Context Conflicting information exists about whether sex differences modulate short-term mortality following acute coronary syndromes (ACS).

Objectives To investigate the relationship between sex and 30-day mortality in ACS, and to determine whether this relationship was modified by clinical syndrome or coronary anatomy using a large database across the spectrum of ACS and adjusting for potentially confounding clinical covariates.

Design, Setting, and Participants A convenience sample of patients pooled from 11 independent, international, randomized ACS clinical trials between 1993 and 2006 whose databases are maintained at the Duke Clinical Research Institute, Durham, North Carolina. Of 136 247 patients, 38 048 (28%) were women; 102 004 (26% women) with ST-segment elevation myocardial infarction (STEMI), 14 466 (29% women) with non-STEMI (NSTEMI), and 19 777 (40% women) with unstable angina.

Main Outcome Measure Thirty-day mortality following ACS.

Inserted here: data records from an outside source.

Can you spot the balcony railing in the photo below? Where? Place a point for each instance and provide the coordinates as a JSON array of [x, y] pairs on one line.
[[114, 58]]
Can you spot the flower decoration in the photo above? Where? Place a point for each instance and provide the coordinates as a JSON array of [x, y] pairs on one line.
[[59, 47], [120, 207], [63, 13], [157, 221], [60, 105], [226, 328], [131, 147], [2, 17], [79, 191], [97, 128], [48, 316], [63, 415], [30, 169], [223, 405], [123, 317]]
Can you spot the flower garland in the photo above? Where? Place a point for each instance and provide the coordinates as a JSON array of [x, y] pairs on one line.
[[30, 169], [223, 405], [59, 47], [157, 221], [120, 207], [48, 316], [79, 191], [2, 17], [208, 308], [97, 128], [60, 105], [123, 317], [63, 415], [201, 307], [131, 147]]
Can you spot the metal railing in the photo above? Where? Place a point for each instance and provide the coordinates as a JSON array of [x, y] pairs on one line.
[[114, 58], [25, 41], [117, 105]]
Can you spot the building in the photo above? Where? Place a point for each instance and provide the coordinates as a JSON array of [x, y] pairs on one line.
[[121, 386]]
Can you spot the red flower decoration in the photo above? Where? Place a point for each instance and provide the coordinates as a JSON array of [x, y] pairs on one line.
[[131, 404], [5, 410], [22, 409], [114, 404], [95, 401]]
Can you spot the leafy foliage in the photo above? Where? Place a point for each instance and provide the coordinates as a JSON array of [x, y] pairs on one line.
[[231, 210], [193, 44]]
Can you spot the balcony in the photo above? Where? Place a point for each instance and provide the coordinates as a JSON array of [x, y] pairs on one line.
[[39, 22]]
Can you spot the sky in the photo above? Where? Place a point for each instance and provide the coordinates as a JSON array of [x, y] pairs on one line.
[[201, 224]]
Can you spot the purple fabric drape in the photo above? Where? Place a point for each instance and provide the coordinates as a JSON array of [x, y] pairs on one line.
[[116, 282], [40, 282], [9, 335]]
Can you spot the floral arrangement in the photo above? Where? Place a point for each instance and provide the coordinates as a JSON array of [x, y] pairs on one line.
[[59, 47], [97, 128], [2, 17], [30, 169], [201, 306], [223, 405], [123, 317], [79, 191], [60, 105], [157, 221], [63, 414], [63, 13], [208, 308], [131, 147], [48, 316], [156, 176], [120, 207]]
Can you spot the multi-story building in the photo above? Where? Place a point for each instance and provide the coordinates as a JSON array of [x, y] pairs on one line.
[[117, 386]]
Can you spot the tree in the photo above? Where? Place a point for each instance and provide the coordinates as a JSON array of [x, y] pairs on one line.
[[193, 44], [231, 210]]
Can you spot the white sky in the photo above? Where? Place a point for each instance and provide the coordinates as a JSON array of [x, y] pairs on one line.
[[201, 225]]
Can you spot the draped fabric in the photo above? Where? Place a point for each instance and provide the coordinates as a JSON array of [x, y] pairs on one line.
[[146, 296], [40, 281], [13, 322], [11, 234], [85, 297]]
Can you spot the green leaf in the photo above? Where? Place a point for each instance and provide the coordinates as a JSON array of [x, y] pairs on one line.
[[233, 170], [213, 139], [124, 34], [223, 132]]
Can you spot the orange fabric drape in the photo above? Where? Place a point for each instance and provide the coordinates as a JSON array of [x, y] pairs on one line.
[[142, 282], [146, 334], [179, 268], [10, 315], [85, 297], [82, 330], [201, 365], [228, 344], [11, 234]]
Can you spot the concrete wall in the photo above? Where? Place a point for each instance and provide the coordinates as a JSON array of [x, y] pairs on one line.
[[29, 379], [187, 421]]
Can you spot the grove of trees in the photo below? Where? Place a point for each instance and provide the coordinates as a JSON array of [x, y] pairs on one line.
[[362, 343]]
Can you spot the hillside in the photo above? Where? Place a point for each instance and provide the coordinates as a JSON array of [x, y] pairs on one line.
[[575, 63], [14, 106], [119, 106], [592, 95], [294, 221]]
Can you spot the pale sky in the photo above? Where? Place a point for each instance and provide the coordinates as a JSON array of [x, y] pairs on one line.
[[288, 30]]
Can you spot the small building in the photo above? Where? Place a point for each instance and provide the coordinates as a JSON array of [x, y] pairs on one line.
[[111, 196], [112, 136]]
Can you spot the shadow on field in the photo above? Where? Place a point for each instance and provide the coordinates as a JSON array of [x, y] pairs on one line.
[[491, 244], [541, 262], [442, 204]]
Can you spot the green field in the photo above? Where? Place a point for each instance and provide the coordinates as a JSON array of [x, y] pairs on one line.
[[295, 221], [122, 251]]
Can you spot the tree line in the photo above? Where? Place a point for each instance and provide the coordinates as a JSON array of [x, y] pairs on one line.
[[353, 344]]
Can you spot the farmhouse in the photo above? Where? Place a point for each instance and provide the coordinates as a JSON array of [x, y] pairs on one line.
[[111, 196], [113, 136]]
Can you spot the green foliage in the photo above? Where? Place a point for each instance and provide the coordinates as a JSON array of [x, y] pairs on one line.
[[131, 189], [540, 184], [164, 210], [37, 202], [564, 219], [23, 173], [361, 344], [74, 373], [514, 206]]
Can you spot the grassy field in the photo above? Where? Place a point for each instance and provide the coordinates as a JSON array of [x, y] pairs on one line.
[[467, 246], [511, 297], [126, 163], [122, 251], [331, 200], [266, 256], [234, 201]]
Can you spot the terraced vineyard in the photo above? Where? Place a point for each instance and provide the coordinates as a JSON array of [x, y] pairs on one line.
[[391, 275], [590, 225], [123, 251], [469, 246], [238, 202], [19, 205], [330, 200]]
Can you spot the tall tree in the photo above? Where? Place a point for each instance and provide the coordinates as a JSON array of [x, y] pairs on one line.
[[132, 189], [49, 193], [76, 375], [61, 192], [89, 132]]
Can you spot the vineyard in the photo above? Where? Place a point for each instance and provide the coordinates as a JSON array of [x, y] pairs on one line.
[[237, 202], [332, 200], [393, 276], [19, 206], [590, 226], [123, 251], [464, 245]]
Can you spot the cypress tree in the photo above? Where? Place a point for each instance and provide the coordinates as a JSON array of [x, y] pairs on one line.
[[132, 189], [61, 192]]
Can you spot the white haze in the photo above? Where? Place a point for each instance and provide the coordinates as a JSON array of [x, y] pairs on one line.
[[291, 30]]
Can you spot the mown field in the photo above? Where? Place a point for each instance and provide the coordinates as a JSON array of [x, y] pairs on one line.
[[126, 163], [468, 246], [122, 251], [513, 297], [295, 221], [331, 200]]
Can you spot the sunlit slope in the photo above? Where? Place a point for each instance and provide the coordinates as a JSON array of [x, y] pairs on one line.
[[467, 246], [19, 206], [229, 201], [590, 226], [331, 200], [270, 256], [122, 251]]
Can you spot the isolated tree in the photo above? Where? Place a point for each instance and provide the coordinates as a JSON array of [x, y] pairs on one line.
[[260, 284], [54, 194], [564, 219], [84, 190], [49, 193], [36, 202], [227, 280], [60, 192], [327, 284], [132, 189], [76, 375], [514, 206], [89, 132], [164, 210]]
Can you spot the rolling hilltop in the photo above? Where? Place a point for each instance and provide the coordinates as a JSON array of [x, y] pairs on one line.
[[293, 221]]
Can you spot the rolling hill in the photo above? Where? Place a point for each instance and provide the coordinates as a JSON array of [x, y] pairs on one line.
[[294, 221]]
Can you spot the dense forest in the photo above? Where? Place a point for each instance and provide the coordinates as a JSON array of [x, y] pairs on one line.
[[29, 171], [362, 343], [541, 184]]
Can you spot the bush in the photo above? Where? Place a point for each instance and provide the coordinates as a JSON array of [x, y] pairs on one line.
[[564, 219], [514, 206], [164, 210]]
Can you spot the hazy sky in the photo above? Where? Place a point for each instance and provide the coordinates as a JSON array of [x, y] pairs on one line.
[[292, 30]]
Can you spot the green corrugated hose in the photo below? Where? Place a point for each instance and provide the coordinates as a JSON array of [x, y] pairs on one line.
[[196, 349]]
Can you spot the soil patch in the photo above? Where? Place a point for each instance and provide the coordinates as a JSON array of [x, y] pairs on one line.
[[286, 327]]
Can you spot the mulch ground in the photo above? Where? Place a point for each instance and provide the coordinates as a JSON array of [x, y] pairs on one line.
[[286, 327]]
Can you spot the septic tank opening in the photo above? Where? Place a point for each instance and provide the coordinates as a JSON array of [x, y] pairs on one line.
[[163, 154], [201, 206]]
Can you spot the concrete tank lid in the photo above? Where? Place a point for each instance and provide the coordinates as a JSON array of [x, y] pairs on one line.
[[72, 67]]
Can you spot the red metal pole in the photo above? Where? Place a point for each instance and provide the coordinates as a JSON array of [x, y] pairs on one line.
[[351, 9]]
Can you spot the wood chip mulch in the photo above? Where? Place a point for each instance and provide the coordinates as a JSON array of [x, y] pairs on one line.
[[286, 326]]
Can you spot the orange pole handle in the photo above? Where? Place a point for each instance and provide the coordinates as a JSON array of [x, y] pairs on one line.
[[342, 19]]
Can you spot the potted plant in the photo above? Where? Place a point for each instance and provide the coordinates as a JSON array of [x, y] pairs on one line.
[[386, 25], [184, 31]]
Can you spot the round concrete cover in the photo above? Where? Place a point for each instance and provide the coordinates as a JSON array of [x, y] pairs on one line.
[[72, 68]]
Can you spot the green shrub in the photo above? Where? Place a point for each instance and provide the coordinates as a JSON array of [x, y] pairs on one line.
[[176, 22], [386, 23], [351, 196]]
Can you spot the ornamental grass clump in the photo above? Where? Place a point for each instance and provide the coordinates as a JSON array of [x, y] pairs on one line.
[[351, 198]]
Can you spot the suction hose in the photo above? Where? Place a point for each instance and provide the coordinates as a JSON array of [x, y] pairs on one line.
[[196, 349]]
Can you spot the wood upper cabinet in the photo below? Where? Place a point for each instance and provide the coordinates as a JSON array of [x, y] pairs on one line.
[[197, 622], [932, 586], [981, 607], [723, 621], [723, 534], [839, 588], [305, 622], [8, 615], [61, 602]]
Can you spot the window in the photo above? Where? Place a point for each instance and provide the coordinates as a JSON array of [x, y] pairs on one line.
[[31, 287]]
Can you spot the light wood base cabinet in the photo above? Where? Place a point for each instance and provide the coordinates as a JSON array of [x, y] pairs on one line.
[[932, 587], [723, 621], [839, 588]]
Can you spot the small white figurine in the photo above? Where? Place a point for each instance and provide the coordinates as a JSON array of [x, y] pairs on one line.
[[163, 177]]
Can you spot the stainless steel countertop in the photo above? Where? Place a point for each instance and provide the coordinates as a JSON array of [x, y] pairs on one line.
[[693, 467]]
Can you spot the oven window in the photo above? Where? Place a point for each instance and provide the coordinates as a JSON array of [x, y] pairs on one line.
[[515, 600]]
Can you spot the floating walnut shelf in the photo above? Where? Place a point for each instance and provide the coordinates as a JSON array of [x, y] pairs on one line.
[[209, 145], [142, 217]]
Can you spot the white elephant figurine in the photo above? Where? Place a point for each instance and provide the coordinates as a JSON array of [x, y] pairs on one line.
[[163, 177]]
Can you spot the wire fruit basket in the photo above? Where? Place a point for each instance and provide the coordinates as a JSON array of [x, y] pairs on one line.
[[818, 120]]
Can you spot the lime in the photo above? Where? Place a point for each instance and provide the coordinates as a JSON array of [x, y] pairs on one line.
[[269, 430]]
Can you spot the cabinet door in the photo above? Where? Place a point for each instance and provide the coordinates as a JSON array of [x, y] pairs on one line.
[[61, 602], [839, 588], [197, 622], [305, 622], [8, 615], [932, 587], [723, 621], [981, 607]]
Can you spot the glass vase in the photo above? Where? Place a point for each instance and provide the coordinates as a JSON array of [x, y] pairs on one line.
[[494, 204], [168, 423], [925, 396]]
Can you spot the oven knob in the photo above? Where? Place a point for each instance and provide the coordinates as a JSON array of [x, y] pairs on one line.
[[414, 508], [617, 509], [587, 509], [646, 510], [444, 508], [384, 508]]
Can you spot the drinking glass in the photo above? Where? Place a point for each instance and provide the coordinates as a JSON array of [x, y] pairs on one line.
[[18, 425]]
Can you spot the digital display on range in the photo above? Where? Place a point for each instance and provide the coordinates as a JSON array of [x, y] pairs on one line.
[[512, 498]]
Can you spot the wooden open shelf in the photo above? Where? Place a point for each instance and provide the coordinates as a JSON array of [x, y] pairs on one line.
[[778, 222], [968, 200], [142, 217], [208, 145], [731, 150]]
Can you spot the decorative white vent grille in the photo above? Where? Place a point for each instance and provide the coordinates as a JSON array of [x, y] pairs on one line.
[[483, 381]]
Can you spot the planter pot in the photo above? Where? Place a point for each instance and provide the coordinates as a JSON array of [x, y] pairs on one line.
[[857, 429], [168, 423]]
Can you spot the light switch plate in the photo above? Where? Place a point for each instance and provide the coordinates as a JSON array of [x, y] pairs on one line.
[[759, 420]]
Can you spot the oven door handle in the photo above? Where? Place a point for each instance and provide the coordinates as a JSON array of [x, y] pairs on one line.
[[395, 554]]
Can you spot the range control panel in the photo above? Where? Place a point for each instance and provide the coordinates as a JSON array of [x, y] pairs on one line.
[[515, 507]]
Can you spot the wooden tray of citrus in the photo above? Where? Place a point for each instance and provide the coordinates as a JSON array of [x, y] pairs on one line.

Results Thirty-day mortality was 9.6% in women and 5.3% in men (odds ratio [OR], 1.91; 95% confidence interval [CI], 1.83-2.00). After multivariable adjustment, mortality was not significantly different between women and men (adjusted OR, 1.06; 95% CI, 0.99-1.15). A significant sex by type of ACS interaction was demonstrated (P < .001). In STEMI, 30-day mortality was higher among women (adjusted OR, 1.15; 95% CI, 1.06-1.24), whereas in NSTEMI (adjusted OR, 0.77; 95% CI, 0.63-0.95) and unstable angina, mortality was lower among women (adjusted OR, 0.55; 95% CI, 0.43-0.70). In a cohort of 35 128 patients with angiographic data, women more often had nonobstructive (15% vs 8%) and less often had 2-vessel (25% vs 28%) and 3-vessel (23% vs 26%) coronary disease, regardless of ACS type. After additional adjustment for angiographic disease severity, 30-day mortality among women was not significantly different than men, regardless of ACS type. The relationship between sex and 30-day mortality was similar across the levels of angiographic disease severity (P for interaction = .70).

Conclusions Sex-based differences existed in 30-day mortality among patients with ACS and vary depending on clinical presentation. However, these differences appear to be largely explained by clinical differences at presentation and severity of angiographically documented disease.